На это Витька отмахнулся с чувством явного превосходства:
– Ну, ты годами за двадцать, а как и не жил в СССР! Не понял еще, как у нас? Нельзя-то нельзя по закону, а подсуетись хорошенько, и варианты отыщутся.
Последнюю фразу он произнес так уверенно, будто "варианты", упомянутые в общем смысле есть, однако, не только слова.
И действительно далее он говорил:
– Есть тут один старый знакомый. Переговорили, прикинули. Короче, есть на примете местечко, может пристроить. Ясное дело, не обойтись без проставы, два пузыря конины наливать и стольник сверху деньгами. А с РОНО он уже сам все вопросы решит на подвязках.
Витька теперь говорил уже настолько уверенно, как о деле решенном.

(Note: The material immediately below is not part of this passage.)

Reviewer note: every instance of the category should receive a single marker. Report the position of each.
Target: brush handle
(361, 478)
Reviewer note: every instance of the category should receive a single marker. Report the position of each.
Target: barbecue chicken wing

Впрочем, и на моем факультете многим ребятам светила подобная участь в виде сельского учительства, и разговоров на тему "как откосить?" – с перечислением всевозможных вариантов я слыхал предостаточно.
Витька говорил очень уверенно, да и впоследствии выяснилось, что "местечко" у него тогда действительно имелось. Местечко-то имелось, но вот что это за местечко... Что это за местечко такое, я тогда даже и подумать не мог. В тот момент мне это и в самом страшном сне не могло присниться.
4
Точка возврата
Тогда я почувствовал явственно ее, точку возврата.
Точка возврата понятие глобальное, присущее и всему единому Бытию в целом. Она означает собой важнейший определяющий уровень в рамках некоего составного базиса. И если есть уровни промежуточные, от которых в дальнейшем возможен как путь вниз, так и вверх, то после перехода за точку возврата пути наверх уже нет.
Наша жизнь и есть некий необходимый составной базис в рамках единого Бытия.. Соответственно, у каждого из нас в этой ипостаси имеется множество точек возврата (в трудовой деятельности, творчестве, в развитии личностных отношений и т.д.), но есть среди них и главная.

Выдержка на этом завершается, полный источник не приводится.